Indices in Graylog

Hello there,
Perhaps a simple question - When an index is deleted via normal rotation, what happens to the syslog’s data that index holds. We need to keep the syslog data for 7 years and I am not sure at this point that how much data would be going to that index. I can keep the index for 1 year at the moment but not sure what to do with the index after an year. If I select delete Index, I am worried log data would be deleted?

Any suggestion how do I setup indices?

Thanks

Hello,

If your Index Retention Configuration is set to delete then when your Max number of indices has been reached then those log are gone. BUT if you set your retention strategy to close then you will have those logs.

You can find more here.
https://docs.graylog.org/en/2.1/pages/index_model.html

I must say thats a long time.
NOTE: Enterprise version are able to archive logs.
https://docs.graylog.org/en/4.1/pages/archiving.html#archiving

hope that helps

1 Like

Oh man, y’all are gonna get me on a soapbox about index settings :grimacing:. What would prevent you from using archiving? I realize that’s an enterprise feature, but if you need to keep data around for 7 years, you’re going to want archiving @Raynu .

Let me also ask a different question: how far back are you asking questions about your data? Are you actually needing to search a whole 7 years? If you just need to retain the data, then seriously, archiving is going to be the solution to this problem. If you don’t need to search 7 year old data all day, every day, then get those indices off into some long-term cold storage so you can access them at a later date, should that occasion arise.

I’m going to walk through what’s going to happen under the hood if you’re not archiving.

Let’s say that you do a 1 day rotation and keep all of those indices open and not closed or deleted and let’s say, for :poop: and :laughing: that you take the default 4 shards in your index. At 365 days * 7 years, that’s a total of 2555 indices. With the 4 shard default, that’s 10220 shards, which would actually put you above Elasticsearch’s hard 10k shard limit…just for that index set. This would leave NO resources available for other indices to rotate out.

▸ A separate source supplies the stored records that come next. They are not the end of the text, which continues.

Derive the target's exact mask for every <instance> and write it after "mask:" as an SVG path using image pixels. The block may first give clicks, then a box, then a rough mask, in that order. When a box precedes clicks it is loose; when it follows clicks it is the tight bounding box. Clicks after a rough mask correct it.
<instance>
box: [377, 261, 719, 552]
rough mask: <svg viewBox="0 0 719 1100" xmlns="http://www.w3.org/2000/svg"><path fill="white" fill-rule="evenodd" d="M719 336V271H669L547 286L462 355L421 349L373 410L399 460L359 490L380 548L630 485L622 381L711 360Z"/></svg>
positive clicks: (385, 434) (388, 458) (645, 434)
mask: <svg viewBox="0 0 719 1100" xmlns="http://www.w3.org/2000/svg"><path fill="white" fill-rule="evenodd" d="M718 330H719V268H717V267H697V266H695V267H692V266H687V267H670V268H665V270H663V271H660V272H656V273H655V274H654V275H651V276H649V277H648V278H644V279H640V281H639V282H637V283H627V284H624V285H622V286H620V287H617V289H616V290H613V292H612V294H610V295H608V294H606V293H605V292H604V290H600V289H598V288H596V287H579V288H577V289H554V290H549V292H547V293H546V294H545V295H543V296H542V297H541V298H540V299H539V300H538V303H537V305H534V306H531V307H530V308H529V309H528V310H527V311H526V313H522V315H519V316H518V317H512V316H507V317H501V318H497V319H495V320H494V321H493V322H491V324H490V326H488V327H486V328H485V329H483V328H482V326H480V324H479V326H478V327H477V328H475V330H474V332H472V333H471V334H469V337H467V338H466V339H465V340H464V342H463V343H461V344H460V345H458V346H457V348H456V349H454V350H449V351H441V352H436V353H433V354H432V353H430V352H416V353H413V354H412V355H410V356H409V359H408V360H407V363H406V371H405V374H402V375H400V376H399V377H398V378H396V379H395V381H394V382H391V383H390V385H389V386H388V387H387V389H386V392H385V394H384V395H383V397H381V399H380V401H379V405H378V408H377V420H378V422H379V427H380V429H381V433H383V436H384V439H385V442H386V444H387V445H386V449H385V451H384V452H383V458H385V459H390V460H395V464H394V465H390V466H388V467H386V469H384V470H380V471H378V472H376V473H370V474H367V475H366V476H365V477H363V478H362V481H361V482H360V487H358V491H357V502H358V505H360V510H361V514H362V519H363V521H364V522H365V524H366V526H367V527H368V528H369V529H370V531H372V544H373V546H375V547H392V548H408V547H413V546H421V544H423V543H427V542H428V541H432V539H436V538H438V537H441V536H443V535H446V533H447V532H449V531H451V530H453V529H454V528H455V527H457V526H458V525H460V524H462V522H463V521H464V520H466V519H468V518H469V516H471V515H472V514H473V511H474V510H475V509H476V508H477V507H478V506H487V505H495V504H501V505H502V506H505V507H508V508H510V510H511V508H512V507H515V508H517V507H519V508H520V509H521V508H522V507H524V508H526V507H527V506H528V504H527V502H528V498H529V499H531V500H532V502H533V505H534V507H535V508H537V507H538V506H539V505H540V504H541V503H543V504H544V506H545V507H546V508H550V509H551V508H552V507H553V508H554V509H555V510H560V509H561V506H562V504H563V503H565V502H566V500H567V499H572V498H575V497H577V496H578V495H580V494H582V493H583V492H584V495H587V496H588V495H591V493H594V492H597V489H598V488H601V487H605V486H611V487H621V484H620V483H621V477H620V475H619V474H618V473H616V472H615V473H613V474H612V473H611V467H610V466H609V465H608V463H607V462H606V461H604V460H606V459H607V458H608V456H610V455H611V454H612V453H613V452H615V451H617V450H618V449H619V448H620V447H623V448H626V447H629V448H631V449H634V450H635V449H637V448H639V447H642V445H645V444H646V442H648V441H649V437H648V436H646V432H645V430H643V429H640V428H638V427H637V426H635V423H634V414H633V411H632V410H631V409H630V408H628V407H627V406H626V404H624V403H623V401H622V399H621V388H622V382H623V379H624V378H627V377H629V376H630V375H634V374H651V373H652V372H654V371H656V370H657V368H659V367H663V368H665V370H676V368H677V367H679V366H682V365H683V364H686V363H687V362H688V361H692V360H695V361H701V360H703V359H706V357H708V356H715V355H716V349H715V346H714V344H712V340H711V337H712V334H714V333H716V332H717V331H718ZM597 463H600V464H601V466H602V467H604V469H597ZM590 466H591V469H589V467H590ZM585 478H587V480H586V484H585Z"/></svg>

Putting that aside for a moment, let’s just assume that you do hit 10k shards. If you subscribe to the 20:1 shard:gb of cluster heap recommendations from Elasticsearch, then that would require you to have 500GB of heap across your entire cluster to effectively support all the index operations for that index set. Now, this doesn’t even take into consideration how much data lives in the index set.

If that index set happens to get a lot of data, then you could easily end up in a situation where you have to provision more shards than 4 to keep the shard size under the recommended 40GB size. If that ends up being the case, then you could end up hitting the 10k shards quicker than your planned 7 years, which again, will effectively cause your cluster to cease functioning, as your shards will continue to grow in size once the 10k limit is reached, which will slow down, and eventually stop your ability to search the data.

So, with that hypothetical scenario in mind, I’ll restate my questions:

  1. Do you actually need to keep 7 years of data around in Elasticsearch?
  2. What would prevent you from using enterprise so that you can archive that data and send it off into cold storage?
2 Likes

Thanks for recommendation. I have created indexes with 1 yr retention with an option to close them out instead of delete. Will observe in a couple of weeks to see the data growth pattern before I make further decisions.

1 Like

Thanks AAron,

I will check with the management that how we want to see the 7 years data and will get back to you.

You can however if you want to do the extra job to manually archive old data (it can be scripted i guess), i do so but i spend an hour to do it once in a month and for me it is worth it. But in 7 years much can happen so it might not be readable för some reson.

1 Like

I think, if possible, having a better idea of exactly what data is required to be retained would help. If you are not doing so already, you can leverage pipelines, streams and other indices to move just the required data around into an archive that you retain. might reduce the size overall.

1 Like

Thanks all, I will check with IT team for manual data archiving process. It is a new setup will see how data grows in few months time.

1 Like

This topic was automatically closed 14 days after the last reply. New replies are no longer allowed.